Sterling sebelumnya menjalani latihan terpisah dari rekan setimnya setelah gagal mendapatkan kepindahan pada bursa transfer musim panas. Dalam pernyataan resmi Chelsea, klub mengucapkan terima kasih atas kontribusi Sterling selama menjadi pemain Chelsea dan mendoakan yang terbaik untuk kariernya selanjutnya.
Pemain berusia 31 tahun ini datang ke Chelsea dengan status salah satu winger terbaik Inggris dari Manchester City dalam transaksi senilai £47 juta. Namun, performanya di Chelsea jauh dari harapan dan ia gagal mencapai performa puncak seperti saat di City.
Kepergian Enzo Maresca, yang pernah menganggap Sterling sebagai bagian dari “bomb squad” pemain tak diinginkan, juga tidak membalikkan nasibnya di klub. Sterling bahkan dipinjamkan selama satu musim ke Arsenal, di mana ia kesulitan mendapatkan posisi utama di bawah asuhan Mikel Arteta.
Pada musim ini, Sterling dilaporkan dipisahkan dari skuat utama Chelsea, dengan jadwal datang dan pulang berbeda serta menggunakan fasilitas terpisah. Pelatih Liam Rosenior yang menjabat sejak 6 Januari belum menurunkan Sterling dalam lima pertandingan yang ia tangani.

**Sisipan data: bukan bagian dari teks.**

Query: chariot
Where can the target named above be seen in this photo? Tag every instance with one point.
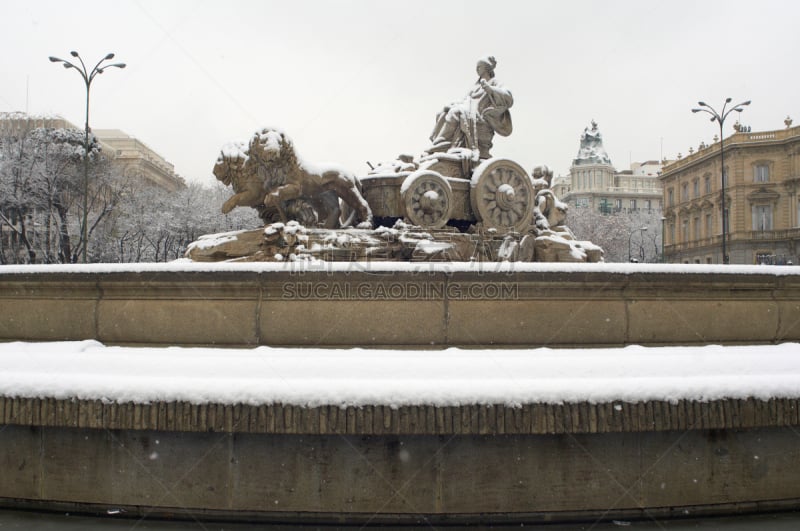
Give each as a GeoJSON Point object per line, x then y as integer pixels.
{"type": "Point", "coordinates": [452, 189]}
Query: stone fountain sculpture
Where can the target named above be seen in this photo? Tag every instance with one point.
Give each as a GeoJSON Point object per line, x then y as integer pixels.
{"type": "Point", "coordinates": [454, 202]}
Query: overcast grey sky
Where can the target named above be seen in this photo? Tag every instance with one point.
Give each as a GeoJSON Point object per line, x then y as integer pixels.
{"type": "Point", "coordinates": [358, 80]}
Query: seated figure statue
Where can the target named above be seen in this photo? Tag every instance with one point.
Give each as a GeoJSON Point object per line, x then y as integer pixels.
{"type": "Point", "coordinates": [472, 122]}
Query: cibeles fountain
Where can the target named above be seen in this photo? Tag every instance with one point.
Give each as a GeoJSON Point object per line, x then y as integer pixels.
{"type": "Point", "coordinates": [457, 236]}
{"type": "Point", "coordinates": [453, 202]}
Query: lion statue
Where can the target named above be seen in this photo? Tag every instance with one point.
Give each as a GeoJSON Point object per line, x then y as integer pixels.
{"type": "Point", "coordinates": [267, 174]}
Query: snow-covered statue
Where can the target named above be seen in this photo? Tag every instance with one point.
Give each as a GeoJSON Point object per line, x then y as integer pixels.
{"type": "Point", "coordinates": [267, 174]}
{"type": "Point", "coordinates": [592, 150]}
{"type": "Point", "coordinates": [472, 122]}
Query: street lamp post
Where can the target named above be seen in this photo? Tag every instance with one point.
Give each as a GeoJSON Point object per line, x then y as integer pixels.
{"type": "Point", "coordinates": [630, 255]}
{"type": "Point", "coordinates": [720, 118]}
{"type": "Point", "coordinates": [88, 76]}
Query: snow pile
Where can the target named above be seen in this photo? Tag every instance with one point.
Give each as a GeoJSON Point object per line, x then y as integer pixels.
{"type": "Point", "coordinates": [187, 266]}
{"type": "Point", "coordinates": [356, 377]}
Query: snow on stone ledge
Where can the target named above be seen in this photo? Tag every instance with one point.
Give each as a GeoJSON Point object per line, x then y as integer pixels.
{"type": "Point", "coordinates": [185, 265]}
{"type": "Point", "coordinates": [88, 370]}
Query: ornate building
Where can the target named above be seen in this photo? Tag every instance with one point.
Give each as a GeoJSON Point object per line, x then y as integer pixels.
{"type": "Point", "coordinates": [594, 183]}
{"type": "Point", "coordinates": [132, 156]}
{"type": "Point", "coordinates": [762, 172]}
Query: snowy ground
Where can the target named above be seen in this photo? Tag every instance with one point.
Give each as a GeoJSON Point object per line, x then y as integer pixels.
{"type": "Point", "coordinates": [90, 370]}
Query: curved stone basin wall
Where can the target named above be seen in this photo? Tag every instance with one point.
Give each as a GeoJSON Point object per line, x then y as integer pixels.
{"type": "Point", "coordinates": [385, 305]}
{"type": "Point", "coordinates": [415, 465]}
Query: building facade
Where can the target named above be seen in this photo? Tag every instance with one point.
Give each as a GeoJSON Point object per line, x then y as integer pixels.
{"type": "Point", "coordinates": [594, 183]}
{"type": "Point", "coordinates": [762, 181]}
{"type": "Point", "coordinates": [131, 156]}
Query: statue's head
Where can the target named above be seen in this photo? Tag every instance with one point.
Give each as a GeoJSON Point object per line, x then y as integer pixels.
{"type": "Point", "coordinates": [268, 144]}
{"type": "Point", "coordinates": [486, 65]}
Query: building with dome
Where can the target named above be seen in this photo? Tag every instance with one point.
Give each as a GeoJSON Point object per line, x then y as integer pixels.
{"type": "Point", "coordinates": [593, 182]}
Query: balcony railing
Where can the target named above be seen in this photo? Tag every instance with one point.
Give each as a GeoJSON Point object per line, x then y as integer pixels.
{"type": "Point", "coordinates": [757, 235]}
{"type": "Point", "coordinates": [734, 140]}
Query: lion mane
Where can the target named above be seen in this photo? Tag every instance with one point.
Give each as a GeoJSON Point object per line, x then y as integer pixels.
{"type": "Point", "coordinates": [268, 175]}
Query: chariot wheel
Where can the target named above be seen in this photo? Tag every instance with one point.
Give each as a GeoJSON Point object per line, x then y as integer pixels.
{"type": "Point", "coordinates": [427, 198]}
{"type": "Point", "coordinates": [502, 195]}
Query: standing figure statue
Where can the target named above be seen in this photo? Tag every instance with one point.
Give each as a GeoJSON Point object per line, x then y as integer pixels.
{"type": "Point", "coordinates": [472, 122]}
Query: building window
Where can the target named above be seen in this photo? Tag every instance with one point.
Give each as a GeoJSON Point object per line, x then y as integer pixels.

Selama di Chelsea, Sterling tampil dalam 81 pertandingan kompetitif sejak didatangkan di era pelatih Thomas Tuchel. Ia masih memiliki sisa kontrak selama 18 bulan dengan gaji dilaporkan mencapai £325.000 per minggu.
Sebelum kontraknya berakhir, Sterling sempat dikaitkan dengan sejumlah klub seperti Juventus, Bayer Leverkusen, dan Fulham. Namun, pindah ke klub-klub tersebut tidak pernah terealisasi.
Kini sebagai agen bebas, Sterling dapat bergabung dengan klub manapun meskipun bursa transfer resmi telah ditutup pada hari Senin lalu. Hal ini membuka peluang bagi karier baru sang pemain di luar Chelsea tanpa batasan waktu.